Faire, a wholesale platform founded in Waterloo Region and San Francisco in 2017, has completed a US$170-million Series E investment round that more than doubles its valuation to US$2.5 billion.
It was just 12 months ago that the fast-growing scale-up landed a US$150-million Series D round, which made it Waterloo Region’s newest unicorn – a private company valued at $1 billion or more.
The company plans to use the capital to add new merchandise categories and expand the retail side of the business internationally.
That means staffing up. The company, which currently employs more than 300 people at locations in downtown Kitchener in Waterloo Region, San Francisco and Salt Lake City Utah, says it plans to double that number by the end of 2021.
The Kitchener location, which currently employs about 115 people, will likely grow to over 200 by the end of 2021, said Marcelo Cortes, Chief Technology Officer and co-founder.
“We are growing very fast and we do need to hire people here,” he said.
Faire’s customers are small retail shops – gift stores, speciality stores and the like – and the makers, or brands, that supply them with products.
Faire’s algorithms curate product suggestions. The company is so confident of its ability to identify what sells, that it allows unsold inventory to be returned, removing a store owner’s risk and, ultimately, lowering the store owner’s anxiety.
What it additionally does is give a mom & pop shop staying power – the leverage it needs to face down a Walmart-style big-box competitor, and online retailers such as Amazon.
Cortes said that COVID-19 disrupted the company’s growth plans early on, as the pandemic did with just about every business, but Faire pivoted to focus on making sure its retail customers survived. The company provided its clients with information about the likely impact of the pandemic, urged them to organize their finances to survive the initial shutdowns, and provided a virtual trade show to allow brands to present their wares to retailers.

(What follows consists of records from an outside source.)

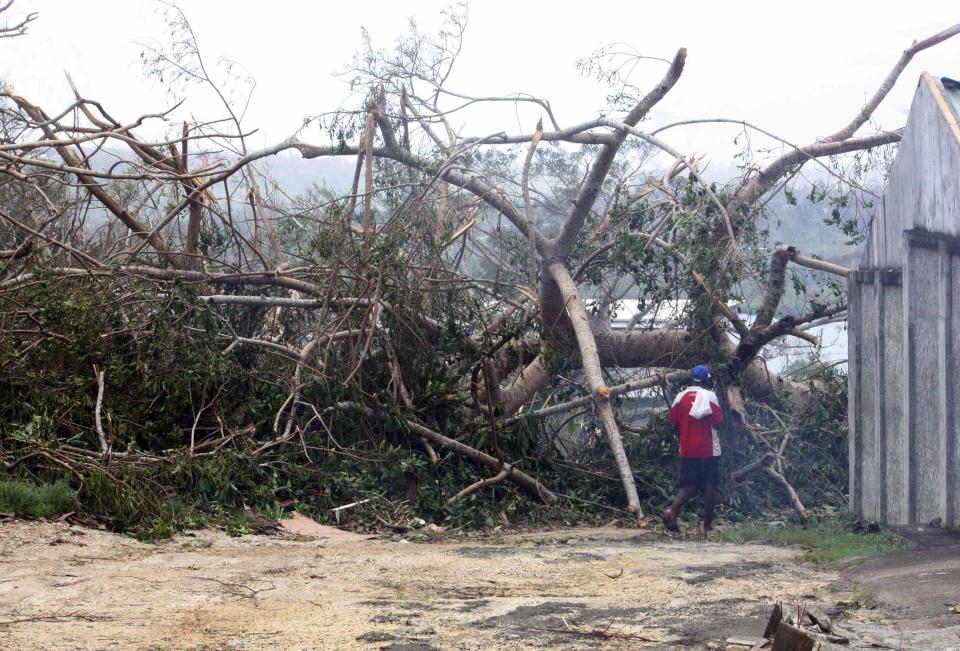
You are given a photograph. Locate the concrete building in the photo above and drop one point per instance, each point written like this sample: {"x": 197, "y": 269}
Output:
{"x": 905, "y": 328}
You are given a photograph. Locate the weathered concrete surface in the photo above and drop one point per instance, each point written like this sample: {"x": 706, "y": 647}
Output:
{"x": 905, "y": 331}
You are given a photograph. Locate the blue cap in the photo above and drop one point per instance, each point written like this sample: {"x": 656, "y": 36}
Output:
{"x": 700, "y": 373}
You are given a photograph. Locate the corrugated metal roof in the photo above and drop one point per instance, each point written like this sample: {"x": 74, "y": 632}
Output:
{"x": 952, "y": 92}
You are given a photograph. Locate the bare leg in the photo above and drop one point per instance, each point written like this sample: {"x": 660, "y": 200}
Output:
{"x": 709, "y": 501}
{"x": 670, "y": 515}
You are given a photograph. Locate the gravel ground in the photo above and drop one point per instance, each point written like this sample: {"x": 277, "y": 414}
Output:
{"x": 64, "y": 587}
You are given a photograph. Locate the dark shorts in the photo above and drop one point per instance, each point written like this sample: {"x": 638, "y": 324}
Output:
{"x": 695, "y": 472}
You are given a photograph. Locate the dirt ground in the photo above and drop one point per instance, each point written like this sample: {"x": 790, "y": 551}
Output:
{"x": 64, "y": 587}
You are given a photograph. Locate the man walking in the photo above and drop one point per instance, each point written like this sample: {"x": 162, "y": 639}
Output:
{"x": 696, "y": 415}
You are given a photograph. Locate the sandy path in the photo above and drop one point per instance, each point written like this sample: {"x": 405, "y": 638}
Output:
{"x": 82, "y": 589}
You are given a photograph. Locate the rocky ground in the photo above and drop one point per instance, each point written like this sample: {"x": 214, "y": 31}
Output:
{"x": 64, "y": 587}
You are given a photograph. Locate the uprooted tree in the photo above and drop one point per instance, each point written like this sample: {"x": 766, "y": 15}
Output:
{"x": 166, "y": 296}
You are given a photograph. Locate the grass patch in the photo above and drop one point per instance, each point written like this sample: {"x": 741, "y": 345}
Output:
{"x": 822, "y": 542}
{"x": 36, "y": 501}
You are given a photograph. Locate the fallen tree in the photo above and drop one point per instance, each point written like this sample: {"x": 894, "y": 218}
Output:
{"x": 465, "y": 281}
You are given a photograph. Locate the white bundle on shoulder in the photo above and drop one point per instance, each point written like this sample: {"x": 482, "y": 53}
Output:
{"x": 701, "y": 404}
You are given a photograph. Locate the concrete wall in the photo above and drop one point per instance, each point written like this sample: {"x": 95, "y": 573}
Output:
{"x": 905, "y": 386}
{"x": 905, "y": 330}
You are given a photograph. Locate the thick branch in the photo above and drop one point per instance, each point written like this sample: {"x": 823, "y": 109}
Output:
{"x": 514, "y": 475}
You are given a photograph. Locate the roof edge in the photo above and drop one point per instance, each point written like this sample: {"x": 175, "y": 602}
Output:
{"x": 937, "y": 91}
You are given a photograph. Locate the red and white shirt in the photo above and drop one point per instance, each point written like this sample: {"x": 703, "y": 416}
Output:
{"x": 698, "y": 430}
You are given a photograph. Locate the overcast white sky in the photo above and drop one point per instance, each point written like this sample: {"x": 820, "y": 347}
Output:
{"x": 798, "y": 69}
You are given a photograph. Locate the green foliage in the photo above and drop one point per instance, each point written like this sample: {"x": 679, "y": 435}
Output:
{"x": 28, "y": 499}
{"x": 826, "y": 541}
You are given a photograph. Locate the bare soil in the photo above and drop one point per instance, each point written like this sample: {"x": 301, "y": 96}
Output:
{"x": 64, "y": 587}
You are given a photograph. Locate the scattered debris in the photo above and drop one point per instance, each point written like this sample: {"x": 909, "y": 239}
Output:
{"x": 300, "y": 525}
{"x": 792, "y": 638}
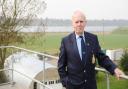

“When COVID hit, we said OK, we have money, we are very likely to survive, but if our customers don’t survive, we don’t have a business,” Cortes said. “So, we stopped this very hyper growth mode that we’ve always been on… and we went into a mode of trying to help our customers understand the situation…. We moved our sales and customer support teams to really focus on helping our customers basically survive this pandemic.”
That tactic has paid off, he said. The company’s main challenge has always been to persuade retailers to do their sourcing online rather than through more traditional in-person buying.
“The whole COVID situation really accelerated that. More stores realized that for them to be competitive and to survive they need to be more efficient and buying online is a way of doing that, and we are here to help them.”
According to Forbes, the latest round of investment was led by Sequoia Capital. Existing investors including Y Combinator, Lightspeed Venture Partners, Forerunner Ventures, Khosla Ventures and Founders Fund participated in the round and were joined by new investors DST Global, D1 Capital Partners, Norwest Venture Partners and Dragoneer.
Faire has raised a total of US$439 million since it was founded in 2017, Forbes reported.